Taiwanese companies face a hemorrhage of highly skilled personnel.

Yeh I-hau, chairman of IC design house Elan Microelectronics Corp., reveals that companies in the Hsinchu Science Park often receive phone calls from Chinese headhunters who are looking for engineering talent. "They randomly call a number in the company and directly ask whoever picks up, 'Are you an engineer?'" If one engineer is lured away, he can easily take a dozen colleagues or an entire team with him.

Money Not the Only Lure

But the main enticement of Chinese companies is not necessarily money. Indeed, salaries at their Taiwanese subsidiaries are within the industry range. A Taiwanese engineer who works at Xunwei in the Tai Yuen park says he earns only a standard salary comparable to other Taiwanese IC design houses, although the company belongs to the Huawei business empire.

In contrast to Huawei in Shenzhen, employees in Taiwan do not get bonuses or stock options. Although remuneration at Xunwei is higher than at the average IC design house, its salaries are still below those of first-tier Taiwanese IC design houses such as MediaTek.

So if it is not the money, what is HiSilicon's attraction for Taiwanese engineers?
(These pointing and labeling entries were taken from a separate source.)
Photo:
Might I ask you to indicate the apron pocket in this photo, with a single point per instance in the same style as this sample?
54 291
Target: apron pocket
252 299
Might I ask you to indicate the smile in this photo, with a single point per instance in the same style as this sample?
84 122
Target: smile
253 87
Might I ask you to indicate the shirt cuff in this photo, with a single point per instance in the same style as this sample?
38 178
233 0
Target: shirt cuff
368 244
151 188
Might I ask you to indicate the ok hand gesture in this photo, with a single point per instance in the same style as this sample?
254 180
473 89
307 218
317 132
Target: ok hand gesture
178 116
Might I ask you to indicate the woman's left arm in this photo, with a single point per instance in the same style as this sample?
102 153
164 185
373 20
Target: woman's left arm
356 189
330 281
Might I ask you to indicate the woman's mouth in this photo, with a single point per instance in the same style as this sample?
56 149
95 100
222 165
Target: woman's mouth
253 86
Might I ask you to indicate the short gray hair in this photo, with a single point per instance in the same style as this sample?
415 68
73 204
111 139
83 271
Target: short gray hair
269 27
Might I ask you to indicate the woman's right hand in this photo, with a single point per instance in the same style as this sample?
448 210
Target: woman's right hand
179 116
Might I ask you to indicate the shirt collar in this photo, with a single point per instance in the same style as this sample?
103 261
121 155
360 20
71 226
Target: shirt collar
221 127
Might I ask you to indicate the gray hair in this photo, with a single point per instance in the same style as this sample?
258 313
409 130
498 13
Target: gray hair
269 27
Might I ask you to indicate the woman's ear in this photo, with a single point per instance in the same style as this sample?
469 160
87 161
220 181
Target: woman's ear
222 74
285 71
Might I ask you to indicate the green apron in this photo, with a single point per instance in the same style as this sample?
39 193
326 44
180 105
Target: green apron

"Talent wants to rise, so Taiwanese companies need to get stronger. If they do, Taiwanese engineers won't leave," explains Yeh. If an individual company's business is on the decline, it will no longer provide good benefits or a good working environment, so it is only natural for its employees to defect to competitors.

This reflects a structural problem of the industry as a whole.

The boss of one Taiwanese IC design house self-critically admits that Taiwan's IC design industry only has itself to blame. While the government considers the chip designers a competitive core industry, the mass defection of engineers from Mstar to HiSilicon should serve as a wake-up call. "Taiwan's IC design industry lacks innovation. They only do redundant kinds of business," he says.

"Going after a higher salary is one thing, but for veteran engineers and talent at the supervisor level, a sense of achievement is very important. You won't get that by always doing the same thing and always thinking about how to lower costs," the company leader warns.

Over the past years, Taiwanese companies have engaged in sustaining innovation and cost control with an eye on keeping up revenue and profits. Faced with Chinese companies, which throw money at Taiwanese engineers to recruit them for their R&D teams, Taiwanese companies should probably take a good look at themselves and think hard how they could create an innovative environment that attracts top talent.